Muta’ali (2006) dalam Muta’ali dan arif(2016), menjabarkan mengenai hasil observasinya bahwa
ciri ciri permukiman kumuh yang menonjol dan perlu di perhatikan adalah sebagai berikut :
a. Rumah beratap dengan kondisi yang buruk
b. Rumah tanpa jendela/ventilasi udara
c. Tidak terdapatnya pembagian ruang/kamar sesuai denganperuntukannya
d. Dinding dan laintai telah lapuk
e. Tidak memiliki jamban
f. Berada pada lingkungan permukiman dengan sanitasi jelek
g. Kepala rumah tangga bekerja pada penghasilan yang rendah

9
2.4. Penentuan Lokasi Perumahan Rumah Kumuh
Untuk melakukan identifikasi kawasan permukiman kumuh digunakan kriteria. Penentuan kriteria
kawasan permukiman kumuh dilakukan dengan mempertimbangkan berbagai aspek atau dimensi
seperti kesesuaian peruntukan lokasi dengan rencana tata ruang, status kepemilikan) tanah,
letak/kedudukan lokasi, tingkat kepadatan penduduk, tingkat kepadatan bangunan, kondisi fisik, sosial,
ekonomi dan budaya masyarakat lokal. Selain itu digunakanlah kriteria sebagai kawasan penyangga
kota metropolitan seperti kawasan permukiman kumuh teridentifikasi yang berdekatan atau berbatasan
langsung dengan kawasan yang menjadi bagian dari kota metropolitan. Berdasarkan uraian diatas maka
untuk menetapkan lokasi kawasan permukiman kumuh digunakan kriteria-kriteria yang dikelompokkan
kedalam kriteria:

 Vitalitas Non Ekonomi

Kriteria vitalitas non ekonomi dipertimbangkan sebagai penentuan penilaian kawasan kumuh
dengan indikasi terhadap penanganan peremajaan kawasan kumuh yang dapat memberikan tingkat
kelayakan kawasan permukiman tersebut apakah masih layak sebagai kawasan permukiman atau sudah
tidak sesuai lagi.

Kriteria ini terdiri atas variabel sebagai berikut:

a) Kesesuaian pemanfaatan ruang kawasan dalam Rencana Tata Ruang Wilayah Kota atau RDTK,
dipandang perlu sebagai legalitas kawasan dalam ruang kota.
b) Fisik bangunan perumahan permukiman dalam kawasan kumuh memiliki indikasi terhadap
penanganan kawasan permukiman kumuh dalam hal kelayakan suatu hunian berdasarkan intensitas
bangunan yang terdapat didalamnya.
c) Kondisi kependudukan dalam kawasan permukiman kumuh yang dinilai, mempunyai indikasi
terhadap penanganan kawasan permukiman kumuh berdasarkan kerapatan dan kepadatan
penduduk.

 Vitalitas Ekonomi Kawasan

Kriteria vitalitas ekonomi dinilai mempunyai kepentingan atas dasar sasaran program
penanganan kawasan permukiman kumuh terutama pada kawasan kumuh sesuai gerakan city
without slum sebagaimana menjadi komitmen dalam Hari Habitat Internasional.

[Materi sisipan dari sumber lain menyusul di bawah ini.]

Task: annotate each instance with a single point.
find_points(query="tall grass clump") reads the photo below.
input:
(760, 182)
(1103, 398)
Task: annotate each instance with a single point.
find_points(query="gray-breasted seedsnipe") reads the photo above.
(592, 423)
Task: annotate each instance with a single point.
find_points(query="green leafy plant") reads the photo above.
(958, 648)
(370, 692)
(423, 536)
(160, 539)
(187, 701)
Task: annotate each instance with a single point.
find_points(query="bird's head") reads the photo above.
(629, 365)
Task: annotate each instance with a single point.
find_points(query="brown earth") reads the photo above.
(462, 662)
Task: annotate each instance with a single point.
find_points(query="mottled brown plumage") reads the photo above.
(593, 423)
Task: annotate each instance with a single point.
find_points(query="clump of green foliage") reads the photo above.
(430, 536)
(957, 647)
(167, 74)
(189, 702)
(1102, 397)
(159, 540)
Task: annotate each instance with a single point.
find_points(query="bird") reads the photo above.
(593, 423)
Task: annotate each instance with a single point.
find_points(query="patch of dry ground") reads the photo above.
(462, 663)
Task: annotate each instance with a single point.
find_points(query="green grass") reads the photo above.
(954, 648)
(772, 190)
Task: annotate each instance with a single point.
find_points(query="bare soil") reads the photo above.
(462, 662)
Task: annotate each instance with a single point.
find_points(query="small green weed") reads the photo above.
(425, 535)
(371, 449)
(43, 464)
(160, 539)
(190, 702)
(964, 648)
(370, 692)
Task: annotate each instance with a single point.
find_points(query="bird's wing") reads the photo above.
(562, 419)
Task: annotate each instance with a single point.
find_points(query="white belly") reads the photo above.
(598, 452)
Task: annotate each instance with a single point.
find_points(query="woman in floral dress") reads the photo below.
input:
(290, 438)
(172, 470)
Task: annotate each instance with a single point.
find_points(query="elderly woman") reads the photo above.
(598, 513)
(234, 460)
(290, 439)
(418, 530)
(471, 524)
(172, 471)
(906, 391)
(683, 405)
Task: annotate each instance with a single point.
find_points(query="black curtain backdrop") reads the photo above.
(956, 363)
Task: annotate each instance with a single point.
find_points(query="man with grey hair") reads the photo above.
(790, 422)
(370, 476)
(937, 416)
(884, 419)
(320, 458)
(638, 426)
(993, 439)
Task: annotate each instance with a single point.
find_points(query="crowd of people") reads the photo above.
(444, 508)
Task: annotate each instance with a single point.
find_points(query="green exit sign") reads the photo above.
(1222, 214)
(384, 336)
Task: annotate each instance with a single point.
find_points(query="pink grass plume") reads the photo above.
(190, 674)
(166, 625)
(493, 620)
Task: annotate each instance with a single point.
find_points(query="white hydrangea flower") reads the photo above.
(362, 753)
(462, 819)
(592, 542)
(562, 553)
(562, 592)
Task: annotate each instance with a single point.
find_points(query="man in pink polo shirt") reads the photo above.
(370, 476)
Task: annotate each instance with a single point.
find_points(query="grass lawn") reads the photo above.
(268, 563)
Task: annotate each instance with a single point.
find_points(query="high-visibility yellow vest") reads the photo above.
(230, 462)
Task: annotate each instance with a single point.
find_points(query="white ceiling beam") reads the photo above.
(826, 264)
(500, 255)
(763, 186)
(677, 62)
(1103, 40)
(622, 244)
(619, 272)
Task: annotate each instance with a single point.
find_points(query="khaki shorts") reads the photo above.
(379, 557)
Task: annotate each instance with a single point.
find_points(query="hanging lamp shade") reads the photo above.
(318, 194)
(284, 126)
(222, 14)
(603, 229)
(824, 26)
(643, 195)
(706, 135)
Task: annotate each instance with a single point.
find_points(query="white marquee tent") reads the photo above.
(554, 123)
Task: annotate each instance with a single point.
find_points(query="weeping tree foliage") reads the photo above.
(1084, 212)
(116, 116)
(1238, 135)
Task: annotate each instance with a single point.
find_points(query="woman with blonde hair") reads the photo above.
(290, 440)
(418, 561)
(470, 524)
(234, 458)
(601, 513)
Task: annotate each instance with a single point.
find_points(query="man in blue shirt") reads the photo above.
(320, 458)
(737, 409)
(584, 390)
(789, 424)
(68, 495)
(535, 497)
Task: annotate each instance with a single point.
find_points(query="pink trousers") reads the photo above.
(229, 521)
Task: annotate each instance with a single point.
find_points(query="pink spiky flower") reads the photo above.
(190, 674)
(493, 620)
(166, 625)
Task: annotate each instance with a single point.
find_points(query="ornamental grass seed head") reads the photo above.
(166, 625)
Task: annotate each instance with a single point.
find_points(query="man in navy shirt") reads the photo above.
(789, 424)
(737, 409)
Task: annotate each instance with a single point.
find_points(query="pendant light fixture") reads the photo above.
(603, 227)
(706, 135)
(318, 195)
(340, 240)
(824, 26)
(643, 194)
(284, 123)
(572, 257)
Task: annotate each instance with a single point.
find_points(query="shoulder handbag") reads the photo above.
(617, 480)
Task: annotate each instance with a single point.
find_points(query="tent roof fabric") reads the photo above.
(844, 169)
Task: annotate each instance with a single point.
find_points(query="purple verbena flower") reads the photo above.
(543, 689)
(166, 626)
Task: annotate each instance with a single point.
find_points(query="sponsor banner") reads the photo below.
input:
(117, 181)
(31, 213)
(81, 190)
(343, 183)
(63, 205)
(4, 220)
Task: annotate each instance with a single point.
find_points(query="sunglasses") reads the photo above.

Oleh karenanya
kriteria ini akan mempunyai tingkat kepentingan penanganan kawasan permukiman kumuh dalam
kaitannya dengan indikasi pengelolaan kawasan sehingga perubah penilai untuk kriteria ini
meliputi:

10
a) Tingkat kepentingan kawasan dalam letak kedudukannya pada wilayah kota, apakah apakah
kawasan itu strategis atau kurang strategis.
b) Fungsi kawasan dalam peruntukan ruang kota, dimana keterkaitan dengan faktor ekonomi
memberikan ketertarikan pada investor untuk dapat menangani kawasan kumuh yang ada.
Kawasan yang termasuk dalam kelompok ini adalah pusat-pusat aktivitas bisnis dan
perdagangan seperti pasar, terminal/stasiun, pertokoan, atau fungsi lainnya.
c) Jarak jangkau kawasan terhadap tempat mata pencaharian penduduk kawasan permukiman
kumuh.

 Status Kepemilikan Tanah

a) Kriteria status tanah sebagai mana tertuang dalam Inpres No. 5 tahun 1990 tentang Peremajaan
Permukiman Kumuh adalah merupakan hal penting untuk kelancaran dan kemudahan
pengelolaanya. Kemudahan pengurusan masalah status tanah dapat menjadikan jaminan
terhadap ketertarikan investasi dalam suatu kawasan perkotaan. Perubah penilai dari kriteria ini
meliputi:

a. Status pemilikan lahan kawasan perumahan permukiman.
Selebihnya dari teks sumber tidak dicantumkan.